I made a comment about One After 909 in another thread last week. It's the only(?) song we have of theirs with a recording from both 1963 and from 1969. The evolution in their playing, their approach to their own song - is really something to ... I hesitate to say 'marvel' at, but just really engaging for people who want to hear their progression. IIRC it was slightly under 6 calendar years - March 1963 to January 1969. They were good as a group in 1963 - they were so much tighter (yet looser!) just a few years later in 1969.
I recall a fellow employee said he wanted to get into programming, and what should he do? I suggested he pick up the manual, read it, and start programming.
Needless to say, he did nothing of the sort, and the world passed him by.
You see this behavior in many communities; fantasizing. Visit www.reddit.com/r/languagelearning and you will find a group of people who discuss about "language learning" and few people learning a foreign language.
The topics are always similar; "which book", "which audio course", "which foreign language", et cetera. They seek perfect conditions, and they do not exist. They fantasize about how great their life will be once they obtain these perfect conditions. Eventually, they may move on to another subject, as their interest wanes, and repeat this cycle.

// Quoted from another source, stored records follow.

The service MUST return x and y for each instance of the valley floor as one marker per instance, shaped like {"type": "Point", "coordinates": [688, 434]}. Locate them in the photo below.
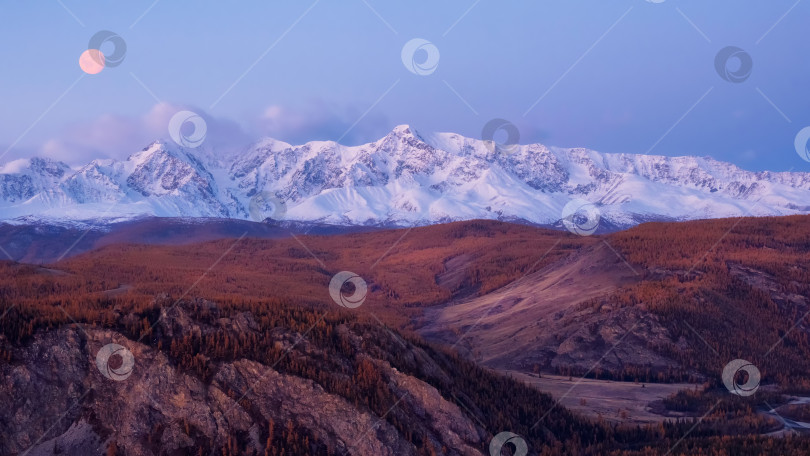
{"type": "Point", "coordinates": [615, 402]}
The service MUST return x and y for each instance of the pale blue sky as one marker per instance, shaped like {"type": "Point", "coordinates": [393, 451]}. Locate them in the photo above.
{"type": "Point", "coordinates": [617, 75]}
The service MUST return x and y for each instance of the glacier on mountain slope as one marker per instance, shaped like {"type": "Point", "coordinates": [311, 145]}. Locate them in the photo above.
{"type": "Point", "coordinates": [401, 179]}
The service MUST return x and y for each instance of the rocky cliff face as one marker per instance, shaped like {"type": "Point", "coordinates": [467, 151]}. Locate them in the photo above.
{"type": "Point", "coordinates": [58, 401]}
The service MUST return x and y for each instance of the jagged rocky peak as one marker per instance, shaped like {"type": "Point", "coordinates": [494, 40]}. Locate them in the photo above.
{"type": "Point", "coordinates": [403, 178]}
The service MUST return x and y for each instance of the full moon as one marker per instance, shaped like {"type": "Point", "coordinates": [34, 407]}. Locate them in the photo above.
{"type": "Point", "coordinates": [92, 61]}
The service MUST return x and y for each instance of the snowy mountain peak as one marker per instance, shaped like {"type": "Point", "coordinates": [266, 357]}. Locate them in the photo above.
{"type": "Point", "coordinates": [401, 178]}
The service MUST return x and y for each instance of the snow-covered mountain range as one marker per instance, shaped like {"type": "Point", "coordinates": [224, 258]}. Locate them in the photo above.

While I think that's essential, it's not that simple: Some things require much more preparation (e.g., becoming a brain surgeon), and there is also a lot of failure, regrouping, learning, and trying again - which the four Beatles didn't do as much of as most people. Most people have many years of 'failures'.
Also, most importantly, don't expect popular acclaim - the Beatles are an extreme exception - and don't measure your 'success' that way. Especially in art, have faith in your vision and accept that the public may not grasp it now, soon, or even in your lifetime. Even many great artists recieved little acclaim (or worse) in their lifetimes.
> They did not wait for ideal conditions.
In fairness, they didn't need to wait because ideal conditions were there - in culture (esp. at time that valued innovation and creativity), in music (ditto), in recording technology, in television, in mass media generally. It's a bit harder to be the Beatles today. (Who is doing it?)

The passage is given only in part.